Speaker
Description
Introduction. Intercropping – several species cultivated in the same field for a significant part of their growing periods – is a key lever for weed control. The aim of this study was to evaluate, by simulations with the FLORSYS model, the effects of bispecific legume–cereal intercrops on weed dynamics and their impact on crop production, tested in the absence of nitrogen or water stress.
Material and methods. This study simulated: (1) seven species proportions for wheat (Triticum aestivum L.)–faba bean (Vicia faba L.) and barley (Hordeum vulgare L.)–pea (Pisum sativum L.) mixtures (hence "species-proportion design"), and (2) nine spatial sowing patterns for triticale (Triticosecale)–faba bean, durum wheat (Triticum durum Desf.)–faba bean and wheat–pea mixtures (hence "sowing-pattern design"). In both cases, mixtures were compared to their corresponding sole crops (controls). Intercrops and controls were inserted into rotations and simulated over 30 years and repeated with 10 climate scenarios from Toulouse (South-Western France), either without weeds or with a high-density weed flora typical of the region. Weed management was organic-based or with reduced herbicide use. Simulations were run with FLORSYS, a mechanistic individual-based 3D model which simulates daily crop-weed seed and plant dynamics over years, from the cropping system and pedoclimate, focusing on plant-plant competition for light (Colbach et al., 2021).
Results. Simulations showed that, in the absence of weeds, the yield per plant in intercrops varied from 13% of the sole-crop yield (pea–wheat mixture in the species-proportion design) to 173% (triticale–faba bean mixture in the sowing-pattern design). In average, intercropping reduced weed-free yield per plant by 42% for legumes and had no effect for cereals. When weeds were included in the simulations, the average legume yield per plant decreased by only 24% compared to sole legumes, whereas the average cereal yield per plant decreased by 18%. In other words, the more competitive cereals protected legumes against weeds in intercrops but suffered more from weed competition than in sole cereals. Indeed, the weed biomass in intercrops was greater than or equal to that of the sole cereals, and less than that of the sole legumes (Figure 1.A and B). The intercrops that best controlled weeds were barley–pea and triticale–faba bean.
In presence of weeds, the spatial pattern alternating one cereal row with one legume row (50% cereal–50% legume) as well as the 67% cereal–33% legume and the 100% cereal–50% legume in the species-proportion design were those that both maximised yields of both legumes and cereals and minimised losses due to weeds (Figure 1. C and D). Additive designs were not more weed-suppressive than substitutive designs.

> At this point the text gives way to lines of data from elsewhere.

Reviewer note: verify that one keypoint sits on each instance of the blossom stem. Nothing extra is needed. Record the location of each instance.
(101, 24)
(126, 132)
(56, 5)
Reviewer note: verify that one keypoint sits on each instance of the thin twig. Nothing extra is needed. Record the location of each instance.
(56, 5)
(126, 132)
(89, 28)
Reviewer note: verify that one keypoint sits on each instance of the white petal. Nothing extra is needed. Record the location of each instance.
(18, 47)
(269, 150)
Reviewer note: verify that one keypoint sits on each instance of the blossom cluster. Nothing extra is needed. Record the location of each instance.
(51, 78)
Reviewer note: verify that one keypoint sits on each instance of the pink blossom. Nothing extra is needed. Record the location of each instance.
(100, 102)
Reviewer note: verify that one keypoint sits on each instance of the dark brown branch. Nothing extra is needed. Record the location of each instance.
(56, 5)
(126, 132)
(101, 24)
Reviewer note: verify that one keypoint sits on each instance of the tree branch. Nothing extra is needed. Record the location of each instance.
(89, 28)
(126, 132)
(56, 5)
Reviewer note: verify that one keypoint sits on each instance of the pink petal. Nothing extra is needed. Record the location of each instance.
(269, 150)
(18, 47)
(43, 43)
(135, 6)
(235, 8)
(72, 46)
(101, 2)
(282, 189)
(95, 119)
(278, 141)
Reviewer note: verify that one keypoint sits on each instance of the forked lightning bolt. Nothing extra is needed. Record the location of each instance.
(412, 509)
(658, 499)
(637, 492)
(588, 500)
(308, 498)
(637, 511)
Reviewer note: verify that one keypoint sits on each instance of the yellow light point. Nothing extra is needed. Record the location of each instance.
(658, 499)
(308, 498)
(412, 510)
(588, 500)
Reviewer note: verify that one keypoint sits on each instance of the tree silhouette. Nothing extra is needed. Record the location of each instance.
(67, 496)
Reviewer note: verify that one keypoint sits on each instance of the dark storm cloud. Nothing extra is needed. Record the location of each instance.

Conclusion and Perspectives. The present study highlighted the value of intercropping for weed management, and identified sowing proportions and sowing patterns depending on the objectives being pursued. In the presence of weeds, legumes benefitted more from intercropping than cereals because legumes are less competitive against weeds. This work will be extended to other species mixtures and management methods in order to better integrate farmers' practices and in contexts where water and nitrogen may be limiting. This work will thus contribute to help designing innovative cropping systems by integrating, among other things, the resilience of the systems designed in the face of climate change, using an agro-ecological approach to weed management.
Reference
Colbach, N., Colas, F., Cordeau, S., Maillot, T., Queyrel, W., Villerd, J., Moreau, D., 2021. The FLORSYS crop-weed canopy model, a tool to investigate and promote agroecological weed management. Field Crops Research 261, 108006. https://doi.org/10.1016/j.fcr.2020.108006
Funding
INRAE
European Union's Horizon 2020 Research and innovation programme ReMIX (N 727217)
Horizon Europe IntercropVALUES (N°101081973)
ANR PPR SPECIFICS (ANR-20-PCPA-0008)
ANR PPR MoBiDiv (ANR-20-PCA-0006)
COPRAA funded by the Office Français de la Biodiversité (OFB)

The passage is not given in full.